In these encounters space is left for awkwardness, perhaps even discomfort, as artworks enter one another’s orbit and find their exchange with other works, maintaining their singularity while joining a collective where narrative and meaning are opened up and taken in unexpected directions.
Artists on show include Jane Alexander, Samuel Babarinsa, Walter Battiss, Zander Blom, Wim Botha, Peter Clarke, Christo Coetzee, Steven Cohen, Ernest Cole, Rotimi Fani-Kayode, Dumile Feni, David Goldblatt, Georgina Gratrix, Ian Grose, Simon Gush, Pieter Hugo, Ruth Ige, Farhana Jacobs, Mawande Ka Zenzile, Moshekwa Langa, Neville Lewis, Glenn Ligon, Turiya Magadlela, Ernest Mancoba, Neo Matloga, Sabelo Mlangeni, Meleko Mokgosi, John Muafangejo, Paulo Nazareth, Simphiwe Ndzube, Hylton Nel, Serge Alain Nitegeka, Thenjiwe Niki Nkosi, Jabulani Ntuli, Odili Donald Odita, Frida Orubapo, Grayson Perry, Deborah Poynton, Alexis Preller, Jo Ractliffe, Robin Rhode, Rorke’s Drift collective, Fabian Saptouw, Viviane Sassen, Claudette Schreuders, Gerard Sekoto, Penny Siopis, Guy Tillim, Barthélémy Toguo and Portia Zvavahera.
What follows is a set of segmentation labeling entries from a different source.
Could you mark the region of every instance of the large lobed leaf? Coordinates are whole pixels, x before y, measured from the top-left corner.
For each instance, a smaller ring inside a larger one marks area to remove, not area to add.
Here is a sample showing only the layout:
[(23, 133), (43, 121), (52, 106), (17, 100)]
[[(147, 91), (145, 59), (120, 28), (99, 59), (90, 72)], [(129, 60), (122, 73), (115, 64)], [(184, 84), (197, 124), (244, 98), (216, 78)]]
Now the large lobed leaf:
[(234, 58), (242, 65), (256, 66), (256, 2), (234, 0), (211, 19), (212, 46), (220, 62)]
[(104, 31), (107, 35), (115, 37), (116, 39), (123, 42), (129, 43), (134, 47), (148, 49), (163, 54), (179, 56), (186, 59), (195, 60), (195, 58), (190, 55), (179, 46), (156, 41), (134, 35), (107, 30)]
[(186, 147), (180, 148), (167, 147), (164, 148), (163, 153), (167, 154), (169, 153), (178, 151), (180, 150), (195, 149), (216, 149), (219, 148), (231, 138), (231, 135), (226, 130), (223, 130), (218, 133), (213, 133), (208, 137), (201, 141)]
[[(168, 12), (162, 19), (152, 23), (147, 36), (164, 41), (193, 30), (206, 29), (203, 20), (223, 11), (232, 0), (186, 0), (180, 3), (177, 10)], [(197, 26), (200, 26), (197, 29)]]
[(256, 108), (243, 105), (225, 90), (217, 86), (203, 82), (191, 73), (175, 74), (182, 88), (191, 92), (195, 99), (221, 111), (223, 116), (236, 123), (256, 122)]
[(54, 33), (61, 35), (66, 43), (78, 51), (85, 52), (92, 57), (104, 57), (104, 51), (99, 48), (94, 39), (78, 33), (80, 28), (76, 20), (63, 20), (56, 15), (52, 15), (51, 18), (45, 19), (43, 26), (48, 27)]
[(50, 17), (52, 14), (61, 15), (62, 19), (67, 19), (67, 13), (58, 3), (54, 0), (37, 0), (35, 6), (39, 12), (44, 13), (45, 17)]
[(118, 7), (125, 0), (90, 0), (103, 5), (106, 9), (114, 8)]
Previous iterations of Juxtapositions paired Jane Alexander with Shine Shivan, Unathi Mkonto with David Goldblatt, and Moshekwa Langa with John Muafangejo.
Walkabouts of the exhibition will take place on Saturdays from 11am - on 11 January with gallerist Sinazo Chiya; 18 January with critic Ashraf Jamal; 25 January with auctioneer Frank Kilbourn; 1 February with artist Penny Siopis. All are welcome.
The exhibition opens Saturday 7 December 10am to 1pm.
The gallery is open throughout the summer season, except on public holidays.